Graham v. Connor — Quick Summary

Graham v. Connor

Graham v. Connor, 490 U.S. 386 (1989) (U.S. Supreme Court)

In Brief

Graham v. Connor is the foundational U.S.

Key Issue

What constitutional standard governs a free citizen's claim that law enforcement officers used excessive force in the course of an arrest, investigatory stop, or other seizure: the Fourth Amendment's objective reasonableness standard, or the Fourteenth Amendment's substantive due process standard?

The Rule

All claims that law enforcement officers have used excessive force in the course of an arrest, investigatory stop, or other "seizure" of a free citizen must be analyzed under the Fourth Amendment's "objective reasonableness" standard, rather than under a substantive due process approach. The reasonableness inquiry is fact-specific and must be judged from the perspective of a reasonable officer on the scene, not with the benefit of 20/20 hindsight, and with allowance for the fact that officers often make split-second decisions in tense, uncertain, and rapidly evolving situations.

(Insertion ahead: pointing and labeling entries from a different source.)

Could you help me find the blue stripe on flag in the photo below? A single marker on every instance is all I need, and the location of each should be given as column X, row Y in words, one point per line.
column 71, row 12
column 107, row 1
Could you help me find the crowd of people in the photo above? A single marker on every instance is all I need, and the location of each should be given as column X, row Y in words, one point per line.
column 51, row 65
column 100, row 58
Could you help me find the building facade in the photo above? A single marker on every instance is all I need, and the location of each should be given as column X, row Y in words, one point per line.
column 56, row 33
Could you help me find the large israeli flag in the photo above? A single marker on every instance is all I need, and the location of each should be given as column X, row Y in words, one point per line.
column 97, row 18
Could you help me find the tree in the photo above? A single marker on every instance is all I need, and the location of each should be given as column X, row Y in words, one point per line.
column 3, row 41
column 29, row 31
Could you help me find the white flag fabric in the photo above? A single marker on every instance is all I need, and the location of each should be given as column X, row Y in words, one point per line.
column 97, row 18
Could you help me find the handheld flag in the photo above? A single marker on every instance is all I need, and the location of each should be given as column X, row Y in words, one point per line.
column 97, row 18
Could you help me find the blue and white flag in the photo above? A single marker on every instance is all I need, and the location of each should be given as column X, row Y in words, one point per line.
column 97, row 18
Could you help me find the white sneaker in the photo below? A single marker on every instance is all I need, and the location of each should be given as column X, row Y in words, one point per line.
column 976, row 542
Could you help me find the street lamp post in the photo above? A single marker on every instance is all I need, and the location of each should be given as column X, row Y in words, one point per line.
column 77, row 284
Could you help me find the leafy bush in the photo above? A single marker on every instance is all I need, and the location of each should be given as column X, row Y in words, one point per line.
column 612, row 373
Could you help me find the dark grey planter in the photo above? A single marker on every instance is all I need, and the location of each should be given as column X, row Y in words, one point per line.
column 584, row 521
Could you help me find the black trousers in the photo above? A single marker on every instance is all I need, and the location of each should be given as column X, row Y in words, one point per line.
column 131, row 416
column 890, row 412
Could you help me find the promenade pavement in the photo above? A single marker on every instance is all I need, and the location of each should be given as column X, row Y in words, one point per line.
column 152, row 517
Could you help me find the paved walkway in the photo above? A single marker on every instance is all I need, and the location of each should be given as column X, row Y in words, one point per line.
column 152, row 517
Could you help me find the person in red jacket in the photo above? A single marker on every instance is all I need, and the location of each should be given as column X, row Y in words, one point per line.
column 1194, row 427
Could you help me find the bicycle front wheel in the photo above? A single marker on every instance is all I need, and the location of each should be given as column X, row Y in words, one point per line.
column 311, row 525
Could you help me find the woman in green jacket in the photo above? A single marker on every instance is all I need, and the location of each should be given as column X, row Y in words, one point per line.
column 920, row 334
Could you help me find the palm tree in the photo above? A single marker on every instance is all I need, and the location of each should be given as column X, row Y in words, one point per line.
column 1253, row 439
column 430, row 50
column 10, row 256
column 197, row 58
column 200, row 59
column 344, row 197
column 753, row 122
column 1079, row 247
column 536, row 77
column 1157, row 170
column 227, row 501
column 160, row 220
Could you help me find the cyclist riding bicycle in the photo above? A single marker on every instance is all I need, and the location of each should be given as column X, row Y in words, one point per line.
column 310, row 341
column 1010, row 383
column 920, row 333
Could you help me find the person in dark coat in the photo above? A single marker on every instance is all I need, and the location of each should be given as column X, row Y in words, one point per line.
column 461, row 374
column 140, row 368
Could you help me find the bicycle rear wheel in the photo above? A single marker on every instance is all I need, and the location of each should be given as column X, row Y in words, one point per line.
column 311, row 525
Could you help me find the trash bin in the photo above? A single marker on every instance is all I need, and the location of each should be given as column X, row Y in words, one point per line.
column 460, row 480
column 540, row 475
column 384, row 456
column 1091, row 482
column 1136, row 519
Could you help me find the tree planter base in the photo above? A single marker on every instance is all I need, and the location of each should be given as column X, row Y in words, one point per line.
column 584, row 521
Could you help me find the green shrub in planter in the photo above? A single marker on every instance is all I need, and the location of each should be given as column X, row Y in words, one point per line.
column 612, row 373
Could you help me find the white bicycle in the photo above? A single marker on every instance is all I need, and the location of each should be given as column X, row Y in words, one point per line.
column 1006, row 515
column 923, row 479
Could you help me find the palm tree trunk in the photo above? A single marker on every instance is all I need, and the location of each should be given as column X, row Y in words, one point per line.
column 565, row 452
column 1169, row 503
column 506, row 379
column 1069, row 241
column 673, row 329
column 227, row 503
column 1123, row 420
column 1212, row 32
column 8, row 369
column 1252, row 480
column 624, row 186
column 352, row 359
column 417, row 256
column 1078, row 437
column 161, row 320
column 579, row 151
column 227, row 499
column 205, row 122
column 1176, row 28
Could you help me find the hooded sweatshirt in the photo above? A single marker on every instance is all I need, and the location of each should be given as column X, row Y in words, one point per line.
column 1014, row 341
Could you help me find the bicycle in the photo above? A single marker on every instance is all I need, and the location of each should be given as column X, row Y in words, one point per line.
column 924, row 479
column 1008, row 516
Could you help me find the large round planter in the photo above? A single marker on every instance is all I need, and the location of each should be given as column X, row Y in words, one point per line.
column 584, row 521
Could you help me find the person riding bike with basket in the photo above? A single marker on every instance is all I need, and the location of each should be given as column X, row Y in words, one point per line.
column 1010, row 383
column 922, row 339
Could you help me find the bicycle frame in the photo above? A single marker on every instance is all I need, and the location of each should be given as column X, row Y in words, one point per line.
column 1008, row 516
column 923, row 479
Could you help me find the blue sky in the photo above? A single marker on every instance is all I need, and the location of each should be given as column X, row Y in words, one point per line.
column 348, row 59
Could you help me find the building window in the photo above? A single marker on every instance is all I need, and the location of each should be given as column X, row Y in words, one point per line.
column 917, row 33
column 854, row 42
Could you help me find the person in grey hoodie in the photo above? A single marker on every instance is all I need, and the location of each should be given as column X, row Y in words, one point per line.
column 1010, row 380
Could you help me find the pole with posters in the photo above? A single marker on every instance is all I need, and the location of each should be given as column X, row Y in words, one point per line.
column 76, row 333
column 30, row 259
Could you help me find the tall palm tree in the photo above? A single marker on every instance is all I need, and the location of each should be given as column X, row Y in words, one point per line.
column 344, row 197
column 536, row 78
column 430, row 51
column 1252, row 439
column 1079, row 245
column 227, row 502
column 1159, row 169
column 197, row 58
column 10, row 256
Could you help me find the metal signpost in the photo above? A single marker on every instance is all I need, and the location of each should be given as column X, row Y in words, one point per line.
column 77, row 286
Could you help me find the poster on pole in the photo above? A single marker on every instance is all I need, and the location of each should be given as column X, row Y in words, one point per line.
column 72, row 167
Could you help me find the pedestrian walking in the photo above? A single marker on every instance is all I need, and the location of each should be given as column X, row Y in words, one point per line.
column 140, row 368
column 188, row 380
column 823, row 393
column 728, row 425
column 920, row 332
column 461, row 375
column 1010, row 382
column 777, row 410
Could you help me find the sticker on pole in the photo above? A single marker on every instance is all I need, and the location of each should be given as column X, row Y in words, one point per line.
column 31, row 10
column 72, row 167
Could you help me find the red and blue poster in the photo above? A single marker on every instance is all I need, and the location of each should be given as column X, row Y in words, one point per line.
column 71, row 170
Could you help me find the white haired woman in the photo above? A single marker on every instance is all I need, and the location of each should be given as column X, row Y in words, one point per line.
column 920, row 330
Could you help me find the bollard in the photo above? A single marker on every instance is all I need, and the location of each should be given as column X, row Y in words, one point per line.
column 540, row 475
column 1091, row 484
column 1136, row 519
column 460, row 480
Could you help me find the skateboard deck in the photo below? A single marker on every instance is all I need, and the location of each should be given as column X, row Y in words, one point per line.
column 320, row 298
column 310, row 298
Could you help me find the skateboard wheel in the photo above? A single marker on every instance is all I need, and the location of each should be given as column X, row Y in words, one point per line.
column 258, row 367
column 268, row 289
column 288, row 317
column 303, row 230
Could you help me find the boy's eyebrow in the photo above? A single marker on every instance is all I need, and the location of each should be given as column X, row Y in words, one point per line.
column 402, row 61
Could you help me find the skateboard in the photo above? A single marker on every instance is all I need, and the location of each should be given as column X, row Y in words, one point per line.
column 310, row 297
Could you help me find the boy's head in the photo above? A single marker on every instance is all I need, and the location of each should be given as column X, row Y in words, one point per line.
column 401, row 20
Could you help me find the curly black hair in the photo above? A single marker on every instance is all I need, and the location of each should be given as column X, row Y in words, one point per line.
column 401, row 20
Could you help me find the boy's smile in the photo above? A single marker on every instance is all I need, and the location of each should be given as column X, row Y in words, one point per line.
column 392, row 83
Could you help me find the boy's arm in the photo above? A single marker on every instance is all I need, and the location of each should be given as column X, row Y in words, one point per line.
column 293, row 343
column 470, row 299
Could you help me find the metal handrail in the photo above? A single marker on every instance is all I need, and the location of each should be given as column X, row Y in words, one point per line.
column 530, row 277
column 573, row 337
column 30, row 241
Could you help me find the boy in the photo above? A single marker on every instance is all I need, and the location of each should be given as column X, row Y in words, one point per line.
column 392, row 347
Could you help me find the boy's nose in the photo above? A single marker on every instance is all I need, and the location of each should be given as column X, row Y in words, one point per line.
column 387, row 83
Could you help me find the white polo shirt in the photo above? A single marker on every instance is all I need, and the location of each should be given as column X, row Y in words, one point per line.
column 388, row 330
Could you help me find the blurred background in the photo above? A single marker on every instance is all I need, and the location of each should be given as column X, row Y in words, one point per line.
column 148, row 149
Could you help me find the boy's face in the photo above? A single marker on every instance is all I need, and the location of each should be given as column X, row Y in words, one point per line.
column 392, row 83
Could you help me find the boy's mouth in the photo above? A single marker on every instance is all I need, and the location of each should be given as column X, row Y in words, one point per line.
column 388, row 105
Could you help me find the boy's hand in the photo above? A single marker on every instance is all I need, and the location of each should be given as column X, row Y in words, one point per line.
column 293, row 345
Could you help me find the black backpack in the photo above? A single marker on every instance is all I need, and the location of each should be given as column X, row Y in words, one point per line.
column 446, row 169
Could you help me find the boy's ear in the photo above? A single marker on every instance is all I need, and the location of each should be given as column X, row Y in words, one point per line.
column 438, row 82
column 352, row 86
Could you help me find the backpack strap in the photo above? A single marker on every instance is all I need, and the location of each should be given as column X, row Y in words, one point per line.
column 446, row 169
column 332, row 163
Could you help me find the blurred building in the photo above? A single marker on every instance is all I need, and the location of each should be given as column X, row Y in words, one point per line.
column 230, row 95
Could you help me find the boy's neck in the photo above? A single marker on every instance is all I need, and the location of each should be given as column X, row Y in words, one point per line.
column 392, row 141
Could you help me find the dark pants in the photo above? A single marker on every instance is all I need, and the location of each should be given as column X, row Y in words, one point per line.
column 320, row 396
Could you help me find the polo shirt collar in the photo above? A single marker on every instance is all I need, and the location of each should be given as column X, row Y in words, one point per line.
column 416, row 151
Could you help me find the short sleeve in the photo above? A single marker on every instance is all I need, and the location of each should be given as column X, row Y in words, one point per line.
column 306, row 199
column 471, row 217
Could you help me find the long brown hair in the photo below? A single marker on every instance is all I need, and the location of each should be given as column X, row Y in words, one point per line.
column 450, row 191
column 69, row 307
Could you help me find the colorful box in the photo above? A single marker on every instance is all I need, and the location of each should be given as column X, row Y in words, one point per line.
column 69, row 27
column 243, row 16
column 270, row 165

Key considerations include: (1) the severity of the crime at issue, (2) whether the suspect poses an immediate threat to the safety of the officers or others, and (3) whether the suspect is actively resisting arrest or attempting to evade arrest by flight. The officer's subjective intent or motivation is irrelevant.

Bottom Line

The Fourth Amendment's objective reasonableness standard governs excessive force claims arising during arrests, investigatory stops, or other seizures. The Court vacated the judgment of the Court of Appeals and remanded for application of the correct Fourth Amendment analysis.

Why It Matters

Graham is the lodestar for evaluating police force used during seizures. It standardizes analysis under the Fourth Amendment's objective reasonableness test and provides the widely cited "Graham factors" that structure both summary judgment practice and jury instructions. The decision also clarifies that subjective intent is immaterial and that courts must avoid 20/20 hindsight, recognizing the real-world pressures of policing. For students, Graham sits at the intersection of constitutional criminal procedure and § 1983 civil rights litigation. It delineates the boundaries among the Fourth Amendment (seizure-related force), the Eighth Amendment (convicted prisoners), and the Fourteenth Amendment (other contexts, including, as later clarified in Kingsley v. Hendrickson, pretrial detainees). Graham's framework also interacts with qualified immunity by defining the underlying right before courts decide whether that right was clearly established.